Coupled with the mental health stigma that is prevalent in Pakistan, these cultural interpretations cause people to become even lesser likely to seek medical help for such disorders, as they believe these disorders to be cultural and supernatural conditions rather than medical conditions. It is important to break free from these concepts, as they cause even more harm to the people going through these disorders. In order to treat a disorder, it is important to be able to identify it. This blog will assist you in learning what sleep paralysis looks like, and how to help a loved one going through it.

What Does Sleep Paralysis Feel Like?

While having a sleep paralysis episode, you are aware of your surroundings, but you find yourself unable to move or to speak. You can move your eyeballs, you can hear your surroundings, and you can also breathe properly; however, you cannot move any other part of your body. Most people going through sleep paralysis experience the following symptoms:

– Inability to speak

– Sense of suffocation

– Paralysis of the limbs

– Fear

– Helplessness

– Tightening around the throat

– Daytime sleepiness

Who is more likely to Have Sleep Paralysis?

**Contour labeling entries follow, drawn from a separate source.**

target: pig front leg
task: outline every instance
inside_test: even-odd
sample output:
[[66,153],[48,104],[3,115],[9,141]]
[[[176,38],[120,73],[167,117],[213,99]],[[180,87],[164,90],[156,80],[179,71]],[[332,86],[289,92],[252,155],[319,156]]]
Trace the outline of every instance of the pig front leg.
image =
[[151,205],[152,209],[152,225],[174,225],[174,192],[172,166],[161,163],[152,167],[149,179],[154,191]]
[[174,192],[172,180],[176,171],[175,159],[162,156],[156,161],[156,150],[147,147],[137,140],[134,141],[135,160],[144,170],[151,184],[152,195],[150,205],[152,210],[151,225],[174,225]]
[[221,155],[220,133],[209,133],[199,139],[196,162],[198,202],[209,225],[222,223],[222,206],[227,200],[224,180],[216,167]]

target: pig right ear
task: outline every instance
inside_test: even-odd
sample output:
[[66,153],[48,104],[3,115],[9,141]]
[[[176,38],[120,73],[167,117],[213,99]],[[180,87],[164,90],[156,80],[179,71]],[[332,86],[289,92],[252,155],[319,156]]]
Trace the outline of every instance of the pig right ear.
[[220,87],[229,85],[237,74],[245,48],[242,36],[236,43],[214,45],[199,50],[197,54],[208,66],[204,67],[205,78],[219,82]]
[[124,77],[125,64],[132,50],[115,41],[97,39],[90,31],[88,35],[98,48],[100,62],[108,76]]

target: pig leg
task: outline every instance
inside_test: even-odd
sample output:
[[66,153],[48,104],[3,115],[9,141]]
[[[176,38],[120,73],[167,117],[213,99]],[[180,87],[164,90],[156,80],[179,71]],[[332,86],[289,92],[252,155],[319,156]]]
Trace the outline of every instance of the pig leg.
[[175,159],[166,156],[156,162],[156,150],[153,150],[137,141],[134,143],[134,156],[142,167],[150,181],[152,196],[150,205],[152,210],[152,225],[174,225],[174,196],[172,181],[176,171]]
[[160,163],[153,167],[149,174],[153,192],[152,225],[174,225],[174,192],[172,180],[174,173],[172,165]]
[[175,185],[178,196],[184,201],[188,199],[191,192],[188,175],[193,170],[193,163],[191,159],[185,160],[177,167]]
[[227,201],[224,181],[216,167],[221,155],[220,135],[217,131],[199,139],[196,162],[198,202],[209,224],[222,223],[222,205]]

People who struggle with maintaining a stable sleep-wake routine are more likely to experience sleep paralysis than people who are able to follow a consistent routine. Sleep deprivation and constant change in sleeping schedule may make a person more vulnerable to experience sleep paralysis. These inconsistent patterns are usually seen in college/university students and in people who do irregularly-timed shifts. If sleep paralysis occurs recurrently, then it can be one of the symptoms of narcolepsy, which is a disorder of unstable sleeping boundaries.

Are there any specific causes?

Many people suffering from sleep paralysis usually are ones who have:

– Day time sleepiness

– Working irregular shifts

– Being sleep deprived consistently

– Having obstructive sleep apnea (we can link the blog on OSA here)

How Can I Manage a Sleep Paralysis Episode?

Most people who have experienced sleep paralysis routinely have reported that it helps to manage the symptoms of sleep paralysis by focusing on making small body movements such as moving one finger, then another, and so on. Future occurrences of sleep paralysis can be avoided by trying to prevent sleep deprivation and by avoiding the use of alcohol and recreational drugs, and by generally trying to maintain a more consistent sleep-wake routine. It may help to create a relaxing bed-time routine consisting of daily habits such dimming the lights , putting away electronic devices like cell phones and IPads , creating a quiet environment, etc.

How Can I Seek Help for Dealing with Sleep Paralysis?

Experiencing sleep paralysis can be very overwhelming; you may debate whether or not to trust anyone with details of what happened because you may think no one would believe you. This feeling heightens provided that you live in a society where sleep paralysis is not considered as a real medical problem, and is misunderstood as demonic possessions, black magic, and so on. However, you should not let this hold you back from seeking help. If you trust a professional with your experience of sleep paralysis, your symptoms can be managed in a much better way, and your likelihood of experiencing sleep paralysis again can also decrease. I advise visiting a sleep specialist like pulmonologist. Please don’t take benzodiazepines for this condition.